A more accurate description is:
The foundation of a financial Agent product is being filled in.
Many issues that can be glossed over in demos must be confronted directly here.
For example:
What happens when data cannot be retrieved?
What happens when a tool call fails?
What happens when the validation layer cannot read the transcript?
What happens when the LLM generates a polished statement with no evidence?
What happens when the user asks for a backtest benchmark, but benchmark data is missing?
What happens when the user wants to compare multiple assets, but each asset has incomplete data dimensions?
Before these questions are solved, we cannot say the product is finished.

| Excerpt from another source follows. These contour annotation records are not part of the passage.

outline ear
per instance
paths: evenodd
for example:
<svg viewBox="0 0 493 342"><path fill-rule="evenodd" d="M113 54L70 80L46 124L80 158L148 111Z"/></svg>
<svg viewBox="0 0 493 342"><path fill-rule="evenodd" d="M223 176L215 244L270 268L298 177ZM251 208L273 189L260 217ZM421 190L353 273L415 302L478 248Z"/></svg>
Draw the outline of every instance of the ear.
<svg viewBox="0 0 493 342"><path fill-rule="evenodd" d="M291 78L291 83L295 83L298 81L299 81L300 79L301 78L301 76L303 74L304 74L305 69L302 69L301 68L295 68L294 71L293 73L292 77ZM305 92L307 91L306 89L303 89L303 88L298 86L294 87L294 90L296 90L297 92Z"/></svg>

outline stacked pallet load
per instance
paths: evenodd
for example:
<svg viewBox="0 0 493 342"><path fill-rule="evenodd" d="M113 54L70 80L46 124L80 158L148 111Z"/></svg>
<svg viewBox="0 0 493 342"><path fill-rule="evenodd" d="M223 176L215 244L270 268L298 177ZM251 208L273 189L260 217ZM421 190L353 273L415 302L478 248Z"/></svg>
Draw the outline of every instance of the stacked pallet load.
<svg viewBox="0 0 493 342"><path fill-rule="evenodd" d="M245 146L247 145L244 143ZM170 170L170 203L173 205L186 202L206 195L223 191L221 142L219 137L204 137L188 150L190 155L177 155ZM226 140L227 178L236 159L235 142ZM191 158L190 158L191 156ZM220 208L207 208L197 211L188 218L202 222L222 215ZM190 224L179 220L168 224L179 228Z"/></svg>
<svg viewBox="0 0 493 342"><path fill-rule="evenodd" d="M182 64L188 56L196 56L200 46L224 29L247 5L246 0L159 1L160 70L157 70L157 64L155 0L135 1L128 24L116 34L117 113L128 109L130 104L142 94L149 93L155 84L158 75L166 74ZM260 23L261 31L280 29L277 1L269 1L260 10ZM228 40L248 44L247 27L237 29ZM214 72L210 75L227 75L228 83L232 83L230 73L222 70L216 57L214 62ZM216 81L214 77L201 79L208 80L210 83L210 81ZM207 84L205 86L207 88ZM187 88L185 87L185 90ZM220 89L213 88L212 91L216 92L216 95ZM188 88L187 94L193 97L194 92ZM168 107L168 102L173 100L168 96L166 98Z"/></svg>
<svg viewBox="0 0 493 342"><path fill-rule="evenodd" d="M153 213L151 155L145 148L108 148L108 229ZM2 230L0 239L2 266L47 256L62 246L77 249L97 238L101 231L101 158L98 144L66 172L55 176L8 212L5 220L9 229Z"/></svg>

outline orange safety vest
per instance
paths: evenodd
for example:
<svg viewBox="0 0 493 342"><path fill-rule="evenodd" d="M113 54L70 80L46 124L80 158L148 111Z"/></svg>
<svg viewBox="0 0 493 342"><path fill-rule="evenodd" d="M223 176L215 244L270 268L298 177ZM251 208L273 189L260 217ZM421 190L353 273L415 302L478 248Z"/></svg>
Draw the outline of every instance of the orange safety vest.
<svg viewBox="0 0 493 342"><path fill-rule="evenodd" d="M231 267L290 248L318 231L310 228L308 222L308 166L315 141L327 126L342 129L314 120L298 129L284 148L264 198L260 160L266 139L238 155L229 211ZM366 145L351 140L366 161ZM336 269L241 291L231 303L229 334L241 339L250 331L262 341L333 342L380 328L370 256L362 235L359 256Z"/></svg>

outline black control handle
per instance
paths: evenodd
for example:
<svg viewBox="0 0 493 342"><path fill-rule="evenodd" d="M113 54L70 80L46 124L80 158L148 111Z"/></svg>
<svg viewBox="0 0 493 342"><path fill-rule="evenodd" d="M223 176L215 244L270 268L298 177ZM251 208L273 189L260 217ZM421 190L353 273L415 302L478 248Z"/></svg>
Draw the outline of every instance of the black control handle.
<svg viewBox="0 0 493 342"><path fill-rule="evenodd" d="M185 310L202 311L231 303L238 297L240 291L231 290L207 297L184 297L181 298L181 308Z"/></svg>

We Now Believe More in a Slower Path
The fast path is: let the model write the answer directly.
The slower path is: let the Agent first find data sources, then call tools, then leave evidence behind, and then generate a report.
The even slower path is: make backtesting, comparisons, gaps, confidence, and publishing pipelines all reviewable structures.
But in financial scenarios, slower is worth it.
Users do not lack analysis that sounds intelligent.
What they lack is a system that can reliably connect to real data, acknowledge data gaps, preserve evidence, make the process reviewable, and deliver results.
QFB is not built yet.
But these recent pitfalls at least show this: if a financial Agent is truly going to be built, it cannot merely know how to chat.
It must learn how to gather evidence.